Nine time cliff diving world champion Colombian Orlando Duque travelled to the West Coast of Ireland over to complete a unique project – diving from a cliff top on the Aran Islands at 26m in to the Atlantic Ocean swells of the Serpent’s Lair.
Rumours of the legendary Serpent’s Lair (Poll na Peist) on the Aran Islands circulate world wide throughout the cliff diving community. Similar to numerous other locations on the islands, the Serpents Lair is what fishermen call a “blowhole,” or a shoreline window to subterranean caverns, which spurt out water each day as high tide approaches. What differentiates the Serpent’s Lair from other blowholes, though, is that it’s a near-perfect rectangle, thus its inexplicable nature.
Ancient mythology tells us of a Sea Serpent which lived beneath the entrance .The sound of screeching stormy winds is said in myth to be the great Serpent making its presence felt.
Duque is one of only a handful of competitive cliff divers in the world; a small community in search of the next high, training relentlessly to avoid the inherent perils of their sport. “The serpents lair is one of those places that you only hear stories about”, commented Duque. “Finding the place and being able to dive there was one of the highlights of my career. Hopefully in the future we can bring a cliff diving competition to Ireland.”

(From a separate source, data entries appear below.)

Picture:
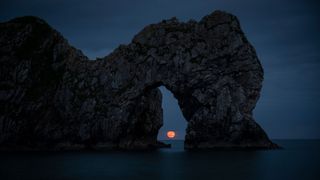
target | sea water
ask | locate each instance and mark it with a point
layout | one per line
(298, 160)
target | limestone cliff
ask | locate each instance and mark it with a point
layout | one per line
(53, 97)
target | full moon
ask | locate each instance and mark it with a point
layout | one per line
(171, 134)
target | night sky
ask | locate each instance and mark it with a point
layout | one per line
(285, 33)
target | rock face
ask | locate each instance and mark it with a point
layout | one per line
(53, 97)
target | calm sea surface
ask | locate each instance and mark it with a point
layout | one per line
(299, 160)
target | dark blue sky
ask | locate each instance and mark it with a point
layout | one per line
(285, 34)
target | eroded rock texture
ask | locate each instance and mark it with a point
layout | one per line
(53, 97)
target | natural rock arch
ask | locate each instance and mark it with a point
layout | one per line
(113, 102)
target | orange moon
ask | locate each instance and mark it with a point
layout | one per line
(171, 134)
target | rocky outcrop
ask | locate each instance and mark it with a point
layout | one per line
(53, 97)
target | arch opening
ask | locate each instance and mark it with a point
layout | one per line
(173, 119)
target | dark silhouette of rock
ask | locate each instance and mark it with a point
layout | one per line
(53, 97)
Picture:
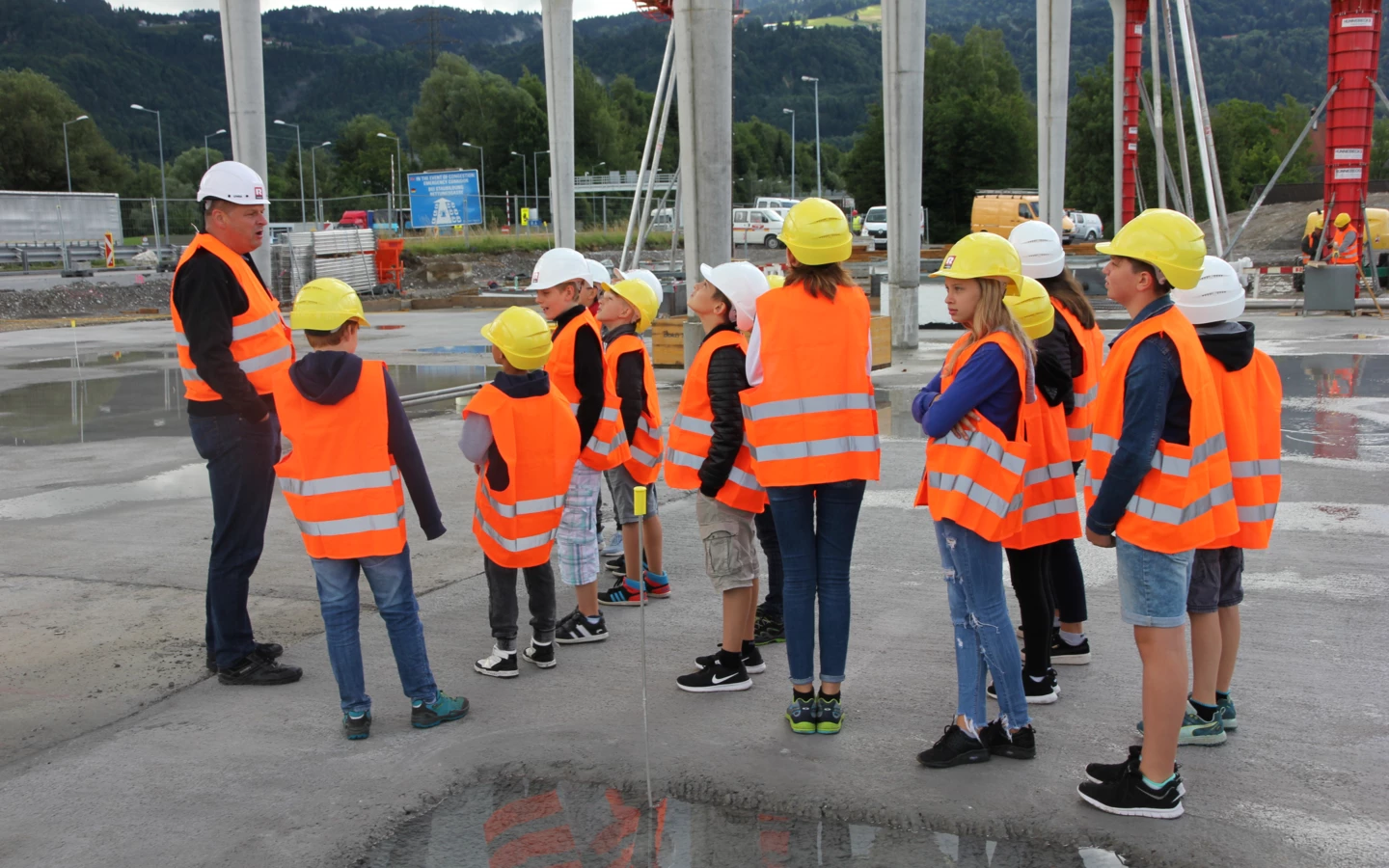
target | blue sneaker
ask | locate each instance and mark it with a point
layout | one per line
(422, 716)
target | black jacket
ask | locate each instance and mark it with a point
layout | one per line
(726, 378)
(328, 376)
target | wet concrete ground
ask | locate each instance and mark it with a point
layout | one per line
(116, 748)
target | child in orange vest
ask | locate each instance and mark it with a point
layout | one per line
(627, 310)
(523, 441)
(352, 446)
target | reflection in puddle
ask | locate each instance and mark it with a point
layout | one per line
(511, 823)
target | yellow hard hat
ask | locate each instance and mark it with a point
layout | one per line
(523, 337)
(984, 255)
(1032, 309)
(640, 295)
(1164, 239)
(817, 232)
(324, 305)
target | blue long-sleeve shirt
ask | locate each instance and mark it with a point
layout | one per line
(1156, 406)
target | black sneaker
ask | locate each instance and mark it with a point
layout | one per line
(955, 747)
(499, 665)
(255, 669)
(575, 628)
(714, 677)
(540, 654)
(1021, 745)
(1036, 692)
(1130, 796)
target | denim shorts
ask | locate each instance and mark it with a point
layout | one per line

Cliff diving is considered to be the acrobatic perfection of diving into water from heights ranging between 23 to 28 meters for men and 18 to 23 meters for women. The athletes have approximately three seconds to coordinate their forms and movements before they hit the surface of the water at around 100km/h. A pancake landing from such heights can be compared with a hard landing from 13m on concrete.